23:00 exakt.  Gutes Timing! (was das Abrufen der Uhrzeit betrifft! Man erlebt ja sonst nicht viel – der innere Spötter). (Die linke große Zehe ist so berührungsempfindlich, selbst wenn bloß die weiche Bettdecke nur leicht aufliegt, tut sie weh.) So früh habe ich mich schon seit Jahrhunderten nicht mehr ins Bett gelegt (dabei habe ich schon einige Zeit im Bett gelesen). Überraschend früher Rückzug (übrigens: der Geschirrspüler ist noch nicht repariert). Ich freue mich auf morgen (beeinflußt die gerade absolvierte Lektüre meine Schreiberei?) (Das weiß ich erst, wenn der innere Spötter auftritt.) und auf das geplante Frühstücken im Lieblingscafé. Die Schatten im Zimmer wechseln für kurze Zeit in einen wunderschönen Blaustich. Ich habe fast den Eindruck, ich könne das mit den Augen herbeiwinken, aber immer funktioniert es doch nicht. Vielleicht kann lediglich ich nicht gut mit dieser Technik umgehen. Jetzt geht gar nichts mehr; die Schatten bleiben schwarz-grau. Dafür sinken – jetzt soeben – die Regale an der Wand gegenüber zu Boden, ohne zu verschwinden oder auch nur ihre Position zu verändern; als wäre es eine durchsichtige Folie oder Schicht davor, die in den Boden fließt.
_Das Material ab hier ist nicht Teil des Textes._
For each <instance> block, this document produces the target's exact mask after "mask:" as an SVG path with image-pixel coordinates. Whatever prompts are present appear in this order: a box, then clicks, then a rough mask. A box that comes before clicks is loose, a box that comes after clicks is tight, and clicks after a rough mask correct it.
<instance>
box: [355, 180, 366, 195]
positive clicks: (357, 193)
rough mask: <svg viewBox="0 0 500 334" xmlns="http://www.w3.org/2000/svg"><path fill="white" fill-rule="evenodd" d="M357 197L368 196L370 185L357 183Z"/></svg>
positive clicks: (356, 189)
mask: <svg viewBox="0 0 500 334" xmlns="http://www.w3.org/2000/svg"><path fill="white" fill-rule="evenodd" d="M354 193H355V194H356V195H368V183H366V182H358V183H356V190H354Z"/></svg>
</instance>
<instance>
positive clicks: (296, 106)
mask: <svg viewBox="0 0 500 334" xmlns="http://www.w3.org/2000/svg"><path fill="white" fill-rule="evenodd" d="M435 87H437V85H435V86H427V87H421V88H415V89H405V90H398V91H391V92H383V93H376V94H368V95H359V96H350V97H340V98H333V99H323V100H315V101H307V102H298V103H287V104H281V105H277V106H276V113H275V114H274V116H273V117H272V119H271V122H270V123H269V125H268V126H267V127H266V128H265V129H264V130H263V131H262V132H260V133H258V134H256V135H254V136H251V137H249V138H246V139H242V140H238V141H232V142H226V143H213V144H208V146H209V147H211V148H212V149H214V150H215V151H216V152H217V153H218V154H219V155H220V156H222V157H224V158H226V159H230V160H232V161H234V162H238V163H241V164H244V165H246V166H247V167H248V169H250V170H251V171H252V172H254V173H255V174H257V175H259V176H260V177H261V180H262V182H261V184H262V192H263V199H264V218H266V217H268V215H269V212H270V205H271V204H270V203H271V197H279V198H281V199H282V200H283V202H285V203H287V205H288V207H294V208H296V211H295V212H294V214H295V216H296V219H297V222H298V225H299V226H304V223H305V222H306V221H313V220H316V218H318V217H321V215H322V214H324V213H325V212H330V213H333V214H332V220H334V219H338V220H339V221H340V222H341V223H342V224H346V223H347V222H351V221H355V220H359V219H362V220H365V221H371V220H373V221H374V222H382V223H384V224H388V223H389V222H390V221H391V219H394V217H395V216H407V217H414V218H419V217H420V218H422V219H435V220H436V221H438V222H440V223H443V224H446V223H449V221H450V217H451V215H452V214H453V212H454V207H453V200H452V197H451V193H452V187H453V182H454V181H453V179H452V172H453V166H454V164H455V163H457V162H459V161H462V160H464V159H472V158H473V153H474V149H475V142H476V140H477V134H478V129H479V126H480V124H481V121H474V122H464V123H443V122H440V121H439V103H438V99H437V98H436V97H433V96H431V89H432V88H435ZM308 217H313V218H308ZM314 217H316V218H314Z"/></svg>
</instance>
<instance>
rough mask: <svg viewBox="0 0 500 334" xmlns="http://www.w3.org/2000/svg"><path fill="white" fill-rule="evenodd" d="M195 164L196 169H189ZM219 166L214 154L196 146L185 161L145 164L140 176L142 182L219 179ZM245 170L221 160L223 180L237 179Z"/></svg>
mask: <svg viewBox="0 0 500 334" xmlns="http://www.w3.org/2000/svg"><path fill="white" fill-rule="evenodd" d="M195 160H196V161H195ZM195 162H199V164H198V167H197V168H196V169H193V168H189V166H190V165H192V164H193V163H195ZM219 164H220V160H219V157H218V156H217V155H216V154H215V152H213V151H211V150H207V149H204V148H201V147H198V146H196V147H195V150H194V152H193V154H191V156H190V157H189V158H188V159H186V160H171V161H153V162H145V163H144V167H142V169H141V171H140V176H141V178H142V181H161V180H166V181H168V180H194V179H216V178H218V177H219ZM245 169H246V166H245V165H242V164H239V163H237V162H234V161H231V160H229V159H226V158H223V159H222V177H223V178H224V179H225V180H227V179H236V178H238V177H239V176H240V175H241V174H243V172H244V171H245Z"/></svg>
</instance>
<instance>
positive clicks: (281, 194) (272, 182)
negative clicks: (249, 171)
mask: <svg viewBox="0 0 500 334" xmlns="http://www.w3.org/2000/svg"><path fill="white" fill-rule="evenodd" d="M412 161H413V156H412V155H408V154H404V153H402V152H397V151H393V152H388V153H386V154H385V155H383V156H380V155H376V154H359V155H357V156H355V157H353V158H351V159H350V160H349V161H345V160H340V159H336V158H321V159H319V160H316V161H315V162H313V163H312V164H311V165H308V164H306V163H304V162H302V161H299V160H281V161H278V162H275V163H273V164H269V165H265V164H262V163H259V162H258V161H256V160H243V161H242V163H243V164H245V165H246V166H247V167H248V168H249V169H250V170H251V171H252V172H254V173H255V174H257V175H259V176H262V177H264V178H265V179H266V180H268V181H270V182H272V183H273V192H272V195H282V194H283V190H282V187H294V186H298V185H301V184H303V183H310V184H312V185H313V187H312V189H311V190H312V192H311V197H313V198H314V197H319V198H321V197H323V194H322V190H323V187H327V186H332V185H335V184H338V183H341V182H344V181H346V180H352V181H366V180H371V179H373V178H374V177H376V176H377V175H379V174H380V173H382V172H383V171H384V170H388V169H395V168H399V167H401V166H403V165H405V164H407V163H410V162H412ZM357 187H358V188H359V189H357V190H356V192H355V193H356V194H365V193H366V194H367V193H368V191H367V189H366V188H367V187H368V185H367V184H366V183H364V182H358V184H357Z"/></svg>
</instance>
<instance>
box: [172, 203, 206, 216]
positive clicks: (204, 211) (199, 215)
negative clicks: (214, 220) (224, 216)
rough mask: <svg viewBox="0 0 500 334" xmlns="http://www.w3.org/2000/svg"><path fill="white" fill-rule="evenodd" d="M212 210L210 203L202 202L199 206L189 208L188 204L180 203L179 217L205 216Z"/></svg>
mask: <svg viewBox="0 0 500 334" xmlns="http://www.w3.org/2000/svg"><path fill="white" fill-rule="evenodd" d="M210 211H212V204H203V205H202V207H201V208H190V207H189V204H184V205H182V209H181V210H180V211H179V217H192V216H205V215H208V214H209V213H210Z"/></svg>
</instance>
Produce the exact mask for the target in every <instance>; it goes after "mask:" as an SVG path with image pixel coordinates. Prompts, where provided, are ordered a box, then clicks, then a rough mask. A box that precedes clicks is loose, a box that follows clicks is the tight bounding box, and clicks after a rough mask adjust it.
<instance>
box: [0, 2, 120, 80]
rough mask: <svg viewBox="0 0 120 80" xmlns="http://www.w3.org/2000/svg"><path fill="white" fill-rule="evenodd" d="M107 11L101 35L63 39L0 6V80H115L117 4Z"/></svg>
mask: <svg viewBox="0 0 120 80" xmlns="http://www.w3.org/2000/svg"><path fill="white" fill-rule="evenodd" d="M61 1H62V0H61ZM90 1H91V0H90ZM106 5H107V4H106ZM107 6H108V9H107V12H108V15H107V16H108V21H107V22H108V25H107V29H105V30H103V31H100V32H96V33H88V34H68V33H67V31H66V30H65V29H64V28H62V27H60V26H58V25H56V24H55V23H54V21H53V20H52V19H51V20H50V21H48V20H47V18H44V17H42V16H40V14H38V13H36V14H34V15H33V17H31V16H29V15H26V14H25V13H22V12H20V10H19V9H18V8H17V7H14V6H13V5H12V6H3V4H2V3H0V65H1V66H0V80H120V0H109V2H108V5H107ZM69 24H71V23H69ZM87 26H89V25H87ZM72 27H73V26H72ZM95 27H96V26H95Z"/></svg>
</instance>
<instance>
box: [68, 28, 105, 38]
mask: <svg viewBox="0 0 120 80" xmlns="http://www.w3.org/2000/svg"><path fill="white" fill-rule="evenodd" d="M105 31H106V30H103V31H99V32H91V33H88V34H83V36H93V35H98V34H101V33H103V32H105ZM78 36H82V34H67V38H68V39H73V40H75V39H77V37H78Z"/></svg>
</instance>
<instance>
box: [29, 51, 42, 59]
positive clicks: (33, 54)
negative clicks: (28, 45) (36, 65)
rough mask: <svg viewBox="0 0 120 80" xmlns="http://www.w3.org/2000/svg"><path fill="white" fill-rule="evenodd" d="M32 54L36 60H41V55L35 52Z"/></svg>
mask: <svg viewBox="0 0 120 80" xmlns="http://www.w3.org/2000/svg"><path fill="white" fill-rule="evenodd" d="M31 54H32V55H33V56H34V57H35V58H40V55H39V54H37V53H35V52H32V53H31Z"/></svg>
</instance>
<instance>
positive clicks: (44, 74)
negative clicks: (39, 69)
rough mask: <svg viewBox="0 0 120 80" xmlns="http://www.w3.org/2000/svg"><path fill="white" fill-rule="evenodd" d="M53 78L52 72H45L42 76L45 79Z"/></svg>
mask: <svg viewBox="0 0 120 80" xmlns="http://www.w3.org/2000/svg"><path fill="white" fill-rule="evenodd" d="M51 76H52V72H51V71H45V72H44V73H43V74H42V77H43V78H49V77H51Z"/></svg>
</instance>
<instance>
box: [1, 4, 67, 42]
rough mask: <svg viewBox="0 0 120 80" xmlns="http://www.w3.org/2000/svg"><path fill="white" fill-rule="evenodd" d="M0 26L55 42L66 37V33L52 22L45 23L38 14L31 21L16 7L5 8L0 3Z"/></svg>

Jetzt scheinen sich die beiden Phänomene vermischt zu haben, aber bleiben ganz schwach, sodass ich mir nicht sicher bin. Ich schaue auf die Uhr, die auch meinen Herzschlag misst und anzeigt und empfinde ein bißchen Ehrfurcht (Wortbildungsstörung: ich habe Erfurt hingeschrieben) vor all den chemisch-physikalischen Abläufen, die unseren Körper ausmachen. (Ich hoffe, diese Abläufe machen ihn noch nicht so schnell aus! - der innere Spötter.) (Wenn man aus Ehrfurcht das Erfurt herausnimmt, bleibt nur hch über – klingt wie Todesröcheln – der innere Spötter.)